Finita la guerra non gli fu riconosciuto nessuno di questi anni passati a servire l’Italia. Questo lo rattristava molto.
Era stato fatto prigioniero insieme ad alcuni compagni e stavano per essere fucilati. Aveva davanti il plotone di esecuzione che aspettava solo l’ordine di fare fuoco. Per la disperazione, mise la testa dentro un covone di paglia mostrando bene il petto, in modo che il proiettile lo colpisse nel cuore e soffrire meno. I suoi pensieri era rivolti a me e alla mamma. Allora ero l’unico figlio, poi ne sono venuti altri quattro.

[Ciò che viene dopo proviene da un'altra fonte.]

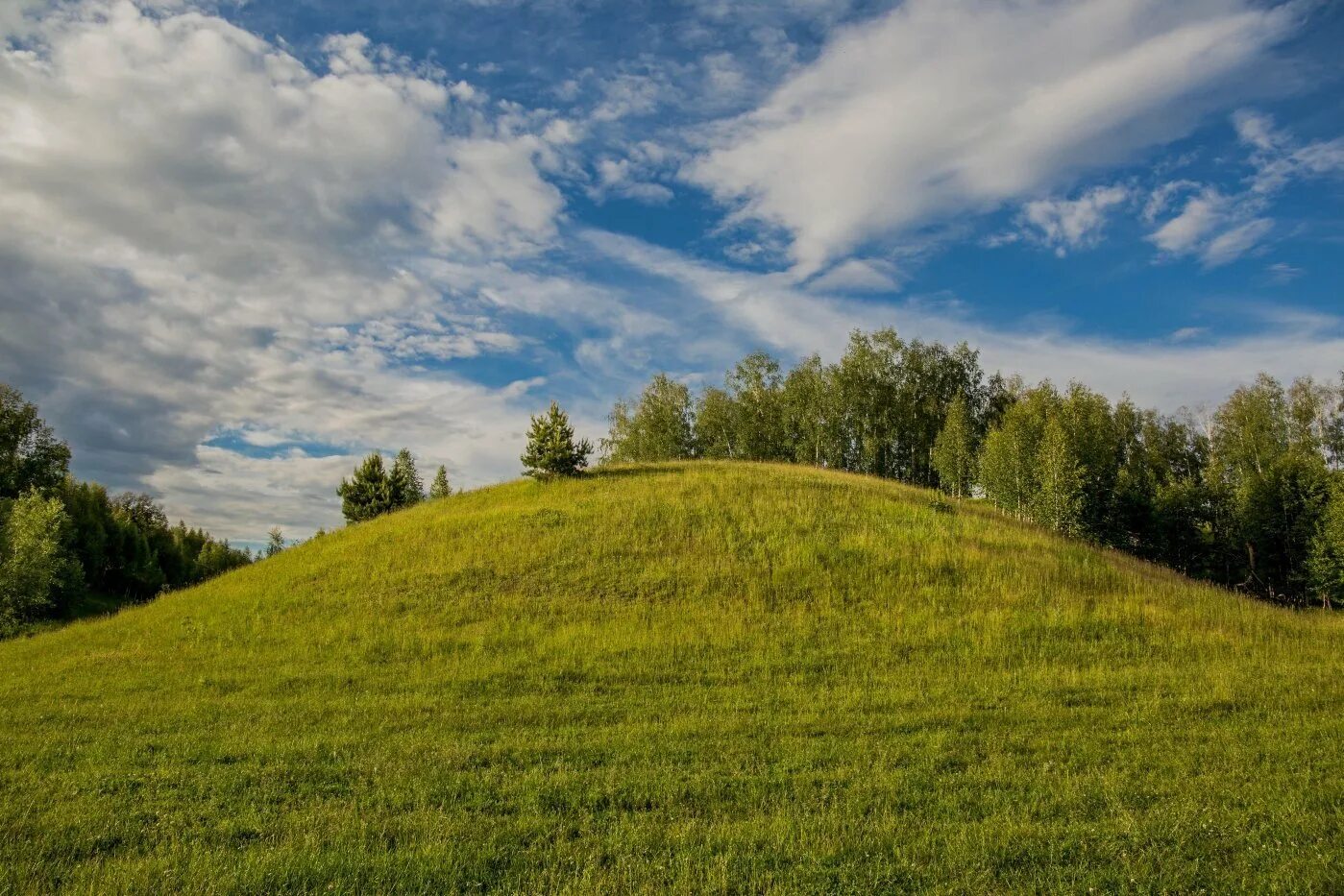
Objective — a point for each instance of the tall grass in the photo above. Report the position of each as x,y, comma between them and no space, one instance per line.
691,677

Mentre pensava a tutto questo, arrivò l’ordine di sospendere l’esecuzione e furono portati in un campo di prigionieri poco lontano da Ostia Antica. Non si ricordava quanti giorni lui è stato in questo campo di prigionia. Era un campo di prigionia molto semplice. Un pezzo di terreno recintato da tre o quattro fili spinati, in fondo ad un angolo di questo recinto c’era una tenda o una baracca, che serviva ai tedeschi che facevano le sentinelle, per riposarsi tra un turno e l’altro di guardia. Le sentinelle non erano tante, quattro o cinque per turno di guardia. Nonostante le poche sentinelle era impossibile tentare la fuga. Tutti i prigionieri che stavano dentro il recinto, erano completamente nudi; per questo tutte le persone che si trovavano fuori dal recinto, nude, venivano fucilate. Di giorno era visibile, di notte c’erano i fari e tutte le ombre che si spostavano fuori dal recinto venivano prese di mira dalle sentinelle. In quel recinto il vitto era scarso sia per i prigionieri che per i soldati tedeschi.

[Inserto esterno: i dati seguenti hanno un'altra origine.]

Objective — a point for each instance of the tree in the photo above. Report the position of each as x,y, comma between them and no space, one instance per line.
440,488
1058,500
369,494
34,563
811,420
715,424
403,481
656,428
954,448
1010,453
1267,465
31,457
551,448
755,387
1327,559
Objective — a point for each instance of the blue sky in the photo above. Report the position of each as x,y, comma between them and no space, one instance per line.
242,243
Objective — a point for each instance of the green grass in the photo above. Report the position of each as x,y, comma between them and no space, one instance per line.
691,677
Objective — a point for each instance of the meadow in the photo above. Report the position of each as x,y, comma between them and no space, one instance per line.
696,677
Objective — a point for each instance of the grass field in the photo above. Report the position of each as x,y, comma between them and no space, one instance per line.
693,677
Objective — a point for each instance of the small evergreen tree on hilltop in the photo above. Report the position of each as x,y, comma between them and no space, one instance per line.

Alcune donne di Ostia Antica, portavano dei cesti dì alimenti ai prigionieri. Le guardie le lasciavano fare, perché le signore davano anche a loro del cibo. Ai prigionieri il cibo veniva buttato per il prato dentro al recinto, alle sentinelle lo consegnavano a mano. Papà pensava come poter fuggire da questo recinto. Un giorno mentre le donne buttavano gli alimenti dentro il filo spinato e le guardie erano intente a prendere la loro parte, lui si avvicina ad una donna per domandargli come si poteva uscire da questo recinto. La donna gli disse che sarebbe tornata il giorno successivo e avrebbe portato un pacchetto di vestiti. Lei d’accordo con le altre avrebbe buttato un cesto di alimenti in un luogo e il pacchetto di vestiti in un’altro. Nel pacchetto c’era vestiti da donna che lui doveva indossare. Nel momento in cui i prigionieri sì affollavano a prendere qualcosa da mangiare e le sentinelle erano distratte a prendere la loro parte di cibo, lui doveva con grande velocità, prendere il fagottino, vestirsi e transitare sotto il filo spinato, per trovarsi fuori dal recinto vestito. Una volta fuori dal recinto, vestito da donna e unendosi al loro gruppo, non correva più pericolo.
Tutto questo doveva avvenire in pochissimo tempo. Così avvenne e lui fu libero!
Mentre facevo servizio alla mensa mi sono incontrato con una signora di Ostia Antica e le ho raccontato questo episodio. Lei mi ha confermato tutto sulle donne. Una di quelle era la sua mamma. Il padre la supplicava di non fare più questo servizio, era pericoloso e se succedeva qualcosa, metteva in difficoltà tutta la famiglia. Lei non gli dava ascolto e continuava, insieme alle sue amiche a rischiare la vita per questi poveri uomini.
Non sono donne eroiche queste signore? Non meritano anche loro il ricordo dell’otto marzo, festa della donna?
Per me si, hanno salvato mio padre e hanno dato la possibilità a dare la vita ad altre quattro esseri umani, rischiando la loro.